Forum: >>> Magnum BBS <<<

PREEMPT_RT vs i915

From Ben Hutchings@21:1/5 to All on Tue Jul 8 21:40:01 2025

Hi all,

Debian currently provides non-default kernel packages with the
PREEMPT_RT patchset applied and enabled. However, for the Debian 14
"forky" release the plan is to use only the upstream RT support.

One result of this is that the i915 driver will not be included in our
RT kernel package on amd64 because the upstream version lacks the
patches to make it compatible with PREEMPT_RT. This was not a surprise
to us, but may disappoint some of our users (for example see <https://bugs.debian.org/1108324>).

I see that Sebastian submitted the i915 fixes upstream in October 2024.
If I understand the explanation in <https://lore.kernel.org/intel-gfx/[email protected]/> rightly,
much of these changes are unsafe because i915 has its own hard timing requirement for reprogramming multiple display controller registers
within a single frame. Is that still the sticking point?

It seems like the critical uncore lock is currently held in a lot of
places and potentially for a long time.
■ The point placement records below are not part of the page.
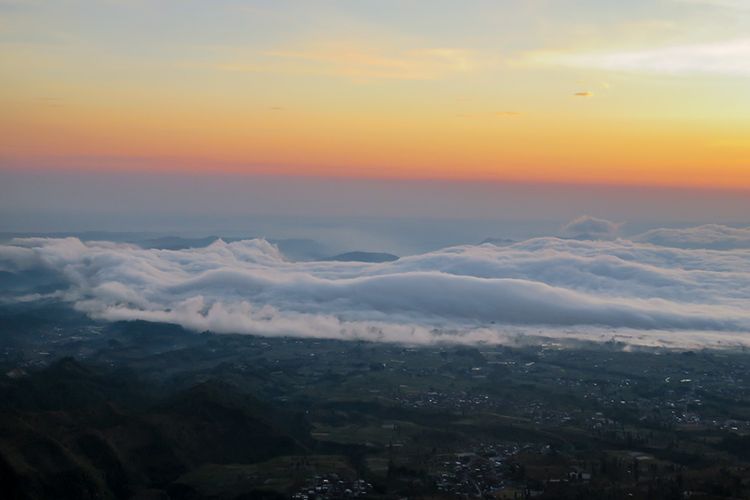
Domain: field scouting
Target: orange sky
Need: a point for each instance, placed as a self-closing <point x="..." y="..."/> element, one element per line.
<point x="658" y="95"/>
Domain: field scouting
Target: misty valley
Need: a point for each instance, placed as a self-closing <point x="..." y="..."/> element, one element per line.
<point x="138" y="410"/>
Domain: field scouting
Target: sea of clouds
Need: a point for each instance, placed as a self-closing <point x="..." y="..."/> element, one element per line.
<point x="683" y="288"/>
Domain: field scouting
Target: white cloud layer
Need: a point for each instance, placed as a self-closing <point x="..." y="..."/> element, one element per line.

Would it be practical to split
this lock into:

1. raw spinlock protecting only state needed for the atomic (within-one-
frame) update
2. regular spinlock protecting everything in uncore

or is almost all the uncore state potentially used during an atomic
update?

Would it help to offload the atomic updates to a kthread that runs with
RT priority but still with hard interrupts enabled?
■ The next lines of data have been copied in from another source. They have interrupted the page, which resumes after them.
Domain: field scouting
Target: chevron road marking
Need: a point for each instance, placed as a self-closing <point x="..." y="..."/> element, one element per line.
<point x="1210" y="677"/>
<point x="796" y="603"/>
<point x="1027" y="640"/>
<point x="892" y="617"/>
Would it make things easier if setting CONFIG_PREEMPT_RT=y limited i915
to not run on some older hardware?

Ben.

--
Ben Hutchings
All the simple programs have been written, and all the good names taken

-----BEGIN PGP SIGNATURE-----

iQIzBAABCgAdFiEErCspvTSmr92z9o8157/I7JWGEQkFAmhtcvkACgkQ57/I7JWG EQnhMxAAm3p4Mf9jNXbIN0mu2OooFE5xYUjVuzj887FjqEydecdn3YXVdZnpkIVH jALbfFQLiGomejWH15jyQHig1c4/mwbSddrSJ0+Tl9Pkr6cdcvO2Yg1Kv6vVZS8b RrrMGJzsz8zN75pqptFDaDo8NWNFTcOcUfAn2PWZbpWfLtkX/w05nvZHTMIwILKL Gq5LiEEazGPO8T8BMcQYUGdPY2/3qNELtTWxHbmg8n4wrqcGm25mq8p13CRXwNbO XA25YH2ityz3Iwv5fCpdmtrhXfNpZI8XtUgAWjwFzeRy0ZPT7+SHZRboQN2czPjG 3BIdzaxxHlSEXOnCJ+5gkqHqEhdd8g9NJnS+6gxRlyvKTdbb1RACzSKBqHEfCK/C DzcId/O9Y8+iXpWSX7vO55fkU1c0zGSei+1Bl/kTtOccnvQM5zS7t9MKMIZM29JM QIYrcXx236A6n/5lV2fCz4PX+p3QP7tyjPCcbkO6N5b81Lw7pkG/VgCLTCqtqbkk KeGrLwZlgFgHHFapJHmBhpqGt3mAMZXUL10uGdhnVQucNc6JvyjX8wiWlSbwcjId 9S1iBnIIt3a2i/bbuFySySL2yTE5RwIKX/NynsWyaF6/pmYpfPjT6sue/Z38dbAN YaxkIbOPVYNeGAoEJ9gK/kNlYMHMGLxfTX+QyL4CKrJbMd2w3wU=
=nw8J
-----END PGP SIGNATURE-----

--- SoupGate-Win32 v1.05
* Origin: fsxNet Usenet Gateway (21:1/5)

From Ville =?iso-8859-1?Q?Syrj=E4l=E4?=@21:1/5 to Ben Hutchings on Wed Jul 9 20:00:01 2025

On Tue, Jul 08, 2025 at 09:35:21PM +0200, Ben Hutchings wrote:

Hi all,

Debian currently provides non-default kernel packages with the
PREEMPT_RT patchset applied and enabled. However, for the Debian 14
"forky" release the plan is to use only the upstream RT support.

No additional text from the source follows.